When Thorn showed up in Fiera to help Kelyn’s armies, the commanders had
behaved nervously around him, and he thought it vastly entertaining, even
humorous. Not so the tension at his brother’s dinner table. The reasons for it
were far more personal and painful.

The small dining room off the Great
Hall sat twelve. Kelyn occupied the head with his mother on his left and his brother
on his right. At the foot, Rhoslyn’s every gesture, every click of her fork,
every clink of her glass carried one curse or another. Feeling the storm clouds
swirling, Grieva urged little Kethlyn to eat and stop squirming and be quiet. He
was about to turn two, so food and quiet didn’t interest him. He was an
exceptionally beautiful child. The golden hair and blue eyes were a striking
and rare combination for a human. One day, he would draw girls like nectar drew
butterflies, and if he turned out to be anything like his parents, they would
have their share of scandal on their hands. Though nothing short of fire and
flood could have kept Thorn from snatching up his niece, he felt an unbidden
aversion toward his nephew. Watching Kethlyn over the rim of his goblet, Thorn
told himself,
It isn’t the boy’s fault
, but it didn’t help.

On Thorn’s right, Etivva paid the
uneasiness no mind. The shaddra’s shaven head reflected the colors of the
stained-glass lamps. Her undyed linen robes crinkled crisply as she reached for
the decanter of Doreli red and refilled Thorn’s goblet.

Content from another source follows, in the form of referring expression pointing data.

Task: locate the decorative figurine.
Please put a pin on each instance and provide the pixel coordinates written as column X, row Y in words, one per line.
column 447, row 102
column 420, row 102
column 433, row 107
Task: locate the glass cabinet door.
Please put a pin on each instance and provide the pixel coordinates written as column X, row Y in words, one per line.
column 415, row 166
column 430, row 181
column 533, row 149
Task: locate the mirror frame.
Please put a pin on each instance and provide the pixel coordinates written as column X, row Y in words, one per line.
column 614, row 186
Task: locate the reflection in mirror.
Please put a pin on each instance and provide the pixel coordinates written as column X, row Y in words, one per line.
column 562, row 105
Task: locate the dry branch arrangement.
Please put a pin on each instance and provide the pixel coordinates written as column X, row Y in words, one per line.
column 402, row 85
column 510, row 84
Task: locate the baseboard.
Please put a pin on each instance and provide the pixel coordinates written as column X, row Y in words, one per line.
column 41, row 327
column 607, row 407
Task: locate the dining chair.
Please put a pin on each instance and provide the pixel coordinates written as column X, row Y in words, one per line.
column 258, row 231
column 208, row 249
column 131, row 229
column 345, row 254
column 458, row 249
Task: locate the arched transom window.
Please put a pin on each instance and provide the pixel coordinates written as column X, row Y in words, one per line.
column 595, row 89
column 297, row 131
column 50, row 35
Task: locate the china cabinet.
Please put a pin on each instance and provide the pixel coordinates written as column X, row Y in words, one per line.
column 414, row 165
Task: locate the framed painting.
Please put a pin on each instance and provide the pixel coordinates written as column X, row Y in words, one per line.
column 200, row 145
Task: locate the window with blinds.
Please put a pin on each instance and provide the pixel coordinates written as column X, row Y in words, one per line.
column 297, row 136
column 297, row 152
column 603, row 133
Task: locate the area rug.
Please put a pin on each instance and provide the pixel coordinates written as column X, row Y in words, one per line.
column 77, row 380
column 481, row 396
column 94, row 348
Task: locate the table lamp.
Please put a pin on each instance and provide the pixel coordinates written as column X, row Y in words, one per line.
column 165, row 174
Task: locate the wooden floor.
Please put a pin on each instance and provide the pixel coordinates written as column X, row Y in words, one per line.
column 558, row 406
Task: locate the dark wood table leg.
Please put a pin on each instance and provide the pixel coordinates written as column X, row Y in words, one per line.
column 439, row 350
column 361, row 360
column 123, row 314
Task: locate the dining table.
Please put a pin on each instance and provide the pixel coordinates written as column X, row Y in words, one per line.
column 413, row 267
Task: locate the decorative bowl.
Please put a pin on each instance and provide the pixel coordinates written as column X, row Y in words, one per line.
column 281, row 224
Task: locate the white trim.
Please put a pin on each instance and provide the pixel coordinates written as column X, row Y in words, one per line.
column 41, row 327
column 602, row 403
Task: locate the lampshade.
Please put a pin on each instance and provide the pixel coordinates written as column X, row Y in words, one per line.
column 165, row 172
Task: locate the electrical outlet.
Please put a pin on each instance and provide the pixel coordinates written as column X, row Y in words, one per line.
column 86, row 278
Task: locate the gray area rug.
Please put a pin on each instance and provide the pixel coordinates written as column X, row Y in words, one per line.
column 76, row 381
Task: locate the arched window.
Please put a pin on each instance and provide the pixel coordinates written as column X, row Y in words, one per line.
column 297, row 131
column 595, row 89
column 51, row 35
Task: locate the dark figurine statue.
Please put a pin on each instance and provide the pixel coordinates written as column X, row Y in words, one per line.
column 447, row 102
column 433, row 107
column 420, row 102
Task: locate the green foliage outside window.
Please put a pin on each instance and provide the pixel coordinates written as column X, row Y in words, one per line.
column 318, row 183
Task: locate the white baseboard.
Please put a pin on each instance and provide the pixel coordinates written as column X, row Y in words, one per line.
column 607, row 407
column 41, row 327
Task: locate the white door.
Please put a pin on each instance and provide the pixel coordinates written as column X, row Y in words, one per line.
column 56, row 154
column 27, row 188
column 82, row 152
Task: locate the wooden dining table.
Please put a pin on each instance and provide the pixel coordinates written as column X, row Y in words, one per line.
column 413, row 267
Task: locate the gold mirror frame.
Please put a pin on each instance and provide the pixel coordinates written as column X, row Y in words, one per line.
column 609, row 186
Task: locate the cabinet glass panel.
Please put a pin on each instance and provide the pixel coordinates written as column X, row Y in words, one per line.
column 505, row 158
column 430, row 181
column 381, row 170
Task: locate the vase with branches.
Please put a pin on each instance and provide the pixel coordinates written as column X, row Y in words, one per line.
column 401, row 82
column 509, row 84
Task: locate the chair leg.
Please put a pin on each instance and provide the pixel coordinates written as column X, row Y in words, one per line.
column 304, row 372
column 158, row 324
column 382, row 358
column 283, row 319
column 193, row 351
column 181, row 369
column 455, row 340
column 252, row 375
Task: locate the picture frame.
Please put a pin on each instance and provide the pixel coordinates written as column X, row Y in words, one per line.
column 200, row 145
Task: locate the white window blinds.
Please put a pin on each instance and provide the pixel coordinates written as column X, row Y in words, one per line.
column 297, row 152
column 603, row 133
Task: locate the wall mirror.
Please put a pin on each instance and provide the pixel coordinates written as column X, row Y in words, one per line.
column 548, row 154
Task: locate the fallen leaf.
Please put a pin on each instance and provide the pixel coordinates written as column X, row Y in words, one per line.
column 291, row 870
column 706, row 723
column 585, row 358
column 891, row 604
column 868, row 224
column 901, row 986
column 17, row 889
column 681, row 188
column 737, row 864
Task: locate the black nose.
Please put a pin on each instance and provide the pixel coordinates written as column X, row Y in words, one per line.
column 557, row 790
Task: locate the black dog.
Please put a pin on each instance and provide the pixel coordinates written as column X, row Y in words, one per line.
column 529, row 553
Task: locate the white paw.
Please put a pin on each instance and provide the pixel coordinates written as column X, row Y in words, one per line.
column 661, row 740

“You’re trying to get me drunk, so
I’ll tell you what you want to know,” he said, noting that halfway through the
meal his brother’s goblet still stood on its rim. So, Kelyn still abstained,
did he?

Etivva’s brown cheeks filled with a
grin; the crescent-shaped scar puckered up. “Well, it does not hurt to try. You
are very vague, my lord.” How he had missed the sharp notes of her Harenian
accent. “I ask, where are you living. You say, in the trees. Are you a monkey
now?”

“I’m not at liberty.”

“Is it in Avidan Wood?” Etivva
pressed. “Your mother thinks so.”

“Do not venture into that place,”
he warned them. “It’s more dangerous than you know.”

“That is not an answer. You think
you are so clever. But you forget. I know you.”